After our recent foot of snow, the gate opener was beeping loudly every 20 seconds, yet again… and I was feeling very, very stabby. So I trudged down the unplowed driveway at 10:30 pm to try to plug up the speaker hole with glue. I didn’t want to just cut the speaker wire because the gate does sometimes emit useful beeps, like as a warning before it starts to close. I was so angry that I took video, just so that others could hear just how loud and annoying the beeping is. (The beep at the end, when I’m standing near the opener, is ear-piercing.)
Unfortunately, my glue job didn’t work: I could still hear the beeping from inside the house. So I trudged down again through the snow in the middle of the cold night to tie a rag to the bottom of the device, over the speaker. That made the noise tolerable, even though still audible outside.

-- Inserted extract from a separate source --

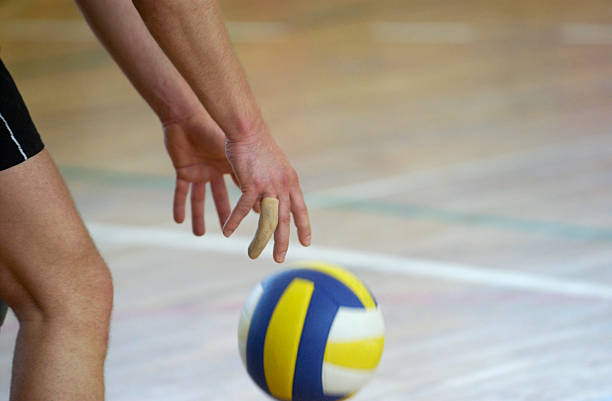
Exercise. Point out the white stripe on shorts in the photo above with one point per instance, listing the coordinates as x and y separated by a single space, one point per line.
25 157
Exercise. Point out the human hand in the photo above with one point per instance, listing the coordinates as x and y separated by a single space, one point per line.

Yesterday, I called the tech support of “Mighty Mule” yet again. The person that I spoke to was infuriatingly unhelpful. First, he lectured me about how much sun the opener needs. Well, I live in Colorado, where we get 300 days of sunshine per year, and a single cloudy day will set the device beeping all night. That’s not normal. Plus, we’ve already added the extra solar panel, and the last tech support person assured us that an extra battery would solve the problem. Then he told me that I could ship the device back to them, and they’d check it out. I wouldn’t have to pay shipping. However, as I told him, I’d have to pay my fencing peopleguy to come out twice — once to uninstall the opener and then again reinstall the opener. So that seems like a major waste to me. Plus, after being told that the second battery would definitely solve the problem, I just don’t trust this company to actually fix the problem.

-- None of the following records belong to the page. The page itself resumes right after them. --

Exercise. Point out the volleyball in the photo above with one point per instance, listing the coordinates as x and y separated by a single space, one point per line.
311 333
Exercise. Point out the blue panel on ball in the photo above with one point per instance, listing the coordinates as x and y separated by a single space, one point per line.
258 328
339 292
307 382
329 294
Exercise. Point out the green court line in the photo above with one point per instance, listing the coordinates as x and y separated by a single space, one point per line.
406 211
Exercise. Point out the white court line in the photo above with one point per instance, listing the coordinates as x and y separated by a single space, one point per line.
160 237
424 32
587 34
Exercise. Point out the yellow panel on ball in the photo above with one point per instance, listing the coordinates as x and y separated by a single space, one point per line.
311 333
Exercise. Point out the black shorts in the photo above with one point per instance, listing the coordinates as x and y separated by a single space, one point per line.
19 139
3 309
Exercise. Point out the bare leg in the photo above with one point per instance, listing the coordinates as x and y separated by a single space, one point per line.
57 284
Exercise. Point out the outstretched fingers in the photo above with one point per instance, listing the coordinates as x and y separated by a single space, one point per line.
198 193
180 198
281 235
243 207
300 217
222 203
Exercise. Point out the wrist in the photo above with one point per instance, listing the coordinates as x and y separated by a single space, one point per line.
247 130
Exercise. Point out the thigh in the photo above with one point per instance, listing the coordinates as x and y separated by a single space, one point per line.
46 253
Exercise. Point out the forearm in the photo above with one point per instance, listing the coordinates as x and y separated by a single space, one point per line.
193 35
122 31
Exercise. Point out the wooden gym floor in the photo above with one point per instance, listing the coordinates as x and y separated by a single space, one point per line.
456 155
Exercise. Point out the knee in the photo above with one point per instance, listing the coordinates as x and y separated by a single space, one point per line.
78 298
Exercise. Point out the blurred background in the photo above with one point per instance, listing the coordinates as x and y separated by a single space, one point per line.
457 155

At the very least, Mighty Mule should have offered to ship me a new device, and then I’d ship them back the defective model. That way, my fencing peopleguy could come out just once, and hopefully the problem would be solved. But that wasn’t ever offered. Alas, I didn’t think to ask, but I’m pretty sure that offering such solutions isn’t the job of the frustrated customer. Moreover, I should add, the beeping is a ridiculous design flaw, and it ought to be fixed.
To add insult to injury, the tech support guy never seemed to acknowledge my problem. He just kept saying “Yes, ma’am” in a monotone voice. I’m sure that he would have said the same if I’d told him that pigs were flying past my window.
So if I can’t find a better way to block the speaker, I plan to cut the speaker wire. I hate to do that, but I don’t see that I have any better options.
As I’ve done these house repairs, I’ve been really impressed by the customer service offered by the various companies I’ve worked with. These companies know that they depend on word-of-mouth recommendations, and they’ve worked hard to go the extra mile. I wish that I could say the same about Mighty Mule and its parent company GTO.
So consider this post a word of warning… If their product goes wrong, don’t expect any useful assistance. I expected better from a product that costs a few hundred dollars. I’ve been nothing but frustrated and disappointed.